The development of modelling approaches that approximate and describe the data generating processes underlying the observed data in as much detail as possible is a guiding principle in both statistics and machine learning. We therefore strongly agree with the statement of Hothorn et al. (2014) that ''the ultimate goal of any regression analysis is to obtain information about the entire conditional distribution $F_{Y}(y|\mathbf{x})$ of a response given a set of explanatory variables''.

''Practitioners expect forecasting to reduce future uncertainty by providing accurate predictions like those in hard sciences. However, this is a great misconception. A major purpose of forecasting is not to reduce uncertainty but reveal its full extent and implications by estimating it as precisely as possible. [...] The challenge for the forecasting field is how to persuade practitioners of the reality that all forecasts are uncertain and that this uncertainty cannot be ignored, as doing so could lead to catastrophic consequences.'' Makridakis (2022b)

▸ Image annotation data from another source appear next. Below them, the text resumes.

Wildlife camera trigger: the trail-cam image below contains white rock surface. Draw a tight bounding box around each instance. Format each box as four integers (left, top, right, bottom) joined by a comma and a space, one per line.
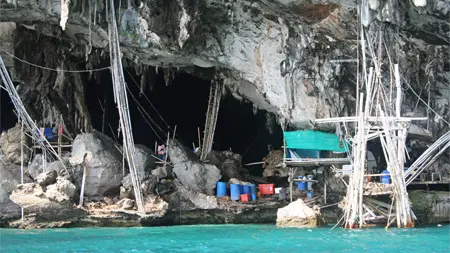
277, 199, 319, 228
69, 131, 123, 199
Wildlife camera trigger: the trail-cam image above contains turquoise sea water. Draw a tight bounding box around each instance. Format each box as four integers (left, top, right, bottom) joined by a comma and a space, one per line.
0, 225, 450, 253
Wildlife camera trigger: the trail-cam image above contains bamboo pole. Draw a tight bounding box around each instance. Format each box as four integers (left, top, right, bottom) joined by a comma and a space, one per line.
20, 121, 24, 222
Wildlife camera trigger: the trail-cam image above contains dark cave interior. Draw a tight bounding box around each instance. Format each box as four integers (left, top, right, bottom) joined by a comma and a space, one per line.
85, 68, 282, 175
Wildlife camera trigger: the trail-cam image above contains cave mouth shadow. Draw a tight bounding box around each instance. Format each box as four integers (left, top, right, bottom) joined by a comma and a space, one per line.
85, 68, 283, 176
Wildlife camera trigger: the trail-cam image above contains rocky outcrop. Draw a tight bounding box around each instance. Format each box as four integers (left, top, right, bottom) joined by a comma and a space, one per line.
277, 199, 320, 228
36, 170, 57, 187
10, 183, 86, 221
409, 191, 450, 224
206, 150, 245, 181
69, 131, 123, 199
0, 125, 30, 164
168, 140, 221, 195
0, 160, 24, 220
262, 150, 289, 177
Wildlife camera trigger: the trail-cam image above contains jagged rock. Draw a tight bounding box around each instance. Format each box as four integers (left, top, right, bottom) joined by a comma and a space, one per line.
0, 125, 30, 164
144, 196, 169, 217
25, 154, 44, 180
45, 177, 76, 202
168, 140, 221, 195
119, 186, 134, 199
10, 183, 87, 220
156, 179, 175, 195
36, 170, 57, 187
122, 145, 155, 189
262, 150, 289, 177
117, 198, 134, 210
277, 199, 320, 228
206, 150, 245, 181
408, 190, 450, 224
69, 130, 123, 199
152, 166, 173, 179
0, 159, 29, 220
141, 176, 158, 195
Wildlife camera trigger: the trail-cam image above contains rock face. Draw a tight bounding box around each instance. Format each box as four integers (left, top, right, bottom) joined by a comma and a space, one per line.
168, 140, 222, 195
409, 191, 450, 224
36, 170, 57, 187
277, 199, 320, 228
10, 183, 86, 221
69, 131, 123, 199
263, 150, 289, 177
45, 177, 76, 202
0, 160, 20, 220
206, 151, 245, 181
0, 125, 30, 164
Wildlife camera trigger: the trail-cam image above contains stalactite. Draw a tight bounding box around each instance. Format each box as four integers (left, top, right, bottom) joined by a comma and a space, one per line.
59, 0, 70, 31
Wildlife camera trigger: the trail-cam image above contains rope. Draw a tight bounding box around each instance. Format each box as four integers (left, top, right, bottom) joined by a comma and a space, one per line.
0, 48, 111, 73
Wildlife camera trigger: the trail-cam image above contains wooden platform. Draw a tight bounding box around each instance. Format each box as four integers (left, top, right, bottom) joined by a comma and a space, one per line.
410, 181, 450, 185
285, 158, 350, 167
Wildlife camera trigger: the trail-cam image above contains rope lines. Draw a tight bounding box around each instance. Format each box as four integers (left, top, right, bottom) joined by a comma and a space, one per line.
105, 0, 145, 214
0, 57, 68, 173
0, 48, 111, 73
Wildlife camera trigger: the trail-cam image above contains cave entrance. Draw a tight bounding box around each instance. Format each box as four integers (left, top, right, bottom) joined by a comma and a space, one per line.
0, 83, 17, 131
85, 66, 283, 175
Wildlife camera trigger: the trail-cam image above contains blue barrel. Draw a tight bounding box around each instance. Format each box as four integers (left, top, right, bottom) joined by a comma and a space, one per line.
297, 176, 306, 191
243, 185, 251, 194
381, 170, 391, 184
216, 182, 227, 197
250, 184, 256, 196
238, 184, 244, 194
230, 184, 241, 200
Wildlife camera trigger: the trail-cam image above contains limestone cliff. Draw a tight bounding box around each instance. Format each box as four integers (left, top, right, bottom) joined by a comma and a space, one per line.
0, 0, 450, 135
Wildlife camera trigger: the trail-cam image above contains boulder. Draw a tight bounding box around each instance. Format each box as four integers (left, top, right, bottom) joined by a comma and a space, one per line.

It has not been too long, though, that most regression models focused on estimating the conditional mean $\mathbb{E}(Y|\mathbf{X} = \mathbf{x})$ only, implicitly treating higher moments of the conditional distribution $F_{Y}(y|\mathbf{x})$ as fixed nuisance parameters. As such, models that minimize an $\ell_{2}$-type loss for the conditional mean are not able to fully exploit the information contained in the data, since this is equivalent to assuming a Normal distribution with constant variance. In real world situations, however, the data generating process is usually less well behaved, exhibiting characteristics such as heteroskedasticity, varying degrees of skewness and kurtosis or intermittent and sporadic behaviour. In recent years, however, there has been a clear shift in both academic and corporate research toward modelling the entire conditional distribution. This change in attention is most evident in the recent M5 forecasting competition (Makridakis et al., 2022a,b), which differed from previous ones in that it consisted of two parallel competitions: in addition to providing accurate point forecasts, participants were also asked to forecast nine different quantiles to approximate the distribution of future sales.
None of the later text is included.